第18話 疑惑の証明

 ――地下要塞基地『玄武』に到着してから、早2時間あまり。ここまでの事を振り返ると、イブキにとっては濃密な時間だった。

 レイ・アカツキ大佐が実は両親と知り合いだったこと。両親と出会う経緯から、隠されたファイルが見つかり、動画ファイルを通じて知らされた異能力『カルマ』について……。
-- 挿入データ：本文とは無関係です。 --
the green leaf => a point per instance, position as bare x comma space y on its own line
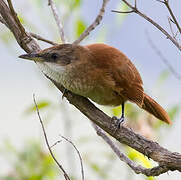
40, 104
80, 27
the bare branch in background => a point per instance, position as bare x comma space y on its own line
38, 37
57, 19
156, 171
162, 57
80, 158
15, 17
95, 23
164, 157
166, 2
47, 143
137, 11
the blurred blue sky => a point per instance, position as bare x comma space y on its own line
20, 79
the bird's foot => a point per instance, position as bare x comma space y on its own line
64, 92
119, 121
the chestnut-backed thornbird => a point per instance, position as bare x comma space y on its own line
99, 72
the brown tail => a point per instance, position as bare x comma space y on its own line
155, 109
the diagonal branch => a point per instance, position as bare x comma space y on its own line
151, 149
80, 158
94, 24
135, 10
156, 171
57, 20
47, 143
38, 37
172, 15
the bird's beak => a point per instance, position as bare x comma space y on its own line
32, 57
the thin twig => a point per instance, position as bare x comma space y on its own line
23, 32
156, 171
172, 15
171, 29
122, 12
135, 9
57, 142
46, 140
80, 158
162, 57
38, 37
57, 20
95, 23
3, 21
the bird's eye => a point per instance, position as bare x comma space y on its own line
54, 56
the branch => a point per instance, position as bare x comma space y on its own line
38, 37
172, 15
95, 23
156, 171
80, 158
47, 143
23, 39
57, 20
135, 10
124, 135
171, 29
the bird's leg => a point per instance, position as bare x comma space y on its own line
64, 92
119, 121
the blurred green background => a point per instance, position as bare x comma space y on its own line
23, 153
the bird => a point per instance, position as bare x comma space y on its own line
99, 72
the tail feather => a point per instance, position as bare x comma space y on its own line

 今まで知り得なかった情報を全て詰め込まれ、頭の整理がつかないところへウェールズ氏捜索の依頼者がなんとレイ・アカツキ大佐だったという事実――。


 何を信じ、何を疑うかの取捨選択に迷うイブキだったが、レイ・アカツキ大佐とウェールズ氏との関係を知ってから決めれば良いと思うのだった。


「……レイさんが私を指名したの何故ですか? ウェールズ氏とはどういった関係なのか、是非ともお聞かせいただきたいですね?」


 レイという人物の今までの言動からすると、回りくどい事は嫌いなはずだ。ならばストレートに聞いたほうが、得策だとイブキは判断した。


 質問の仕方が気に食わないのか、リサ・キサラギ大尉は不満気な表情でレイの座るソファーの後ろからイブキに視線をぶつけてくる。

 ヴァンはというと、この話しに興味が無くなったのか、腕時計の端末から浮かび上がったホログラムを見て何か調べているようだ。

 

 一方のレイは落ち着きはらった表情で、イブキを正面から見据えていた。その紅い瞳で見つめられると、吸い込まれるように一歩も動けなくなる。カルマの影響なのか、それとも生まれ持ったものなのか……。おそらく両方だろうとイブキは勝手な想像をしていた。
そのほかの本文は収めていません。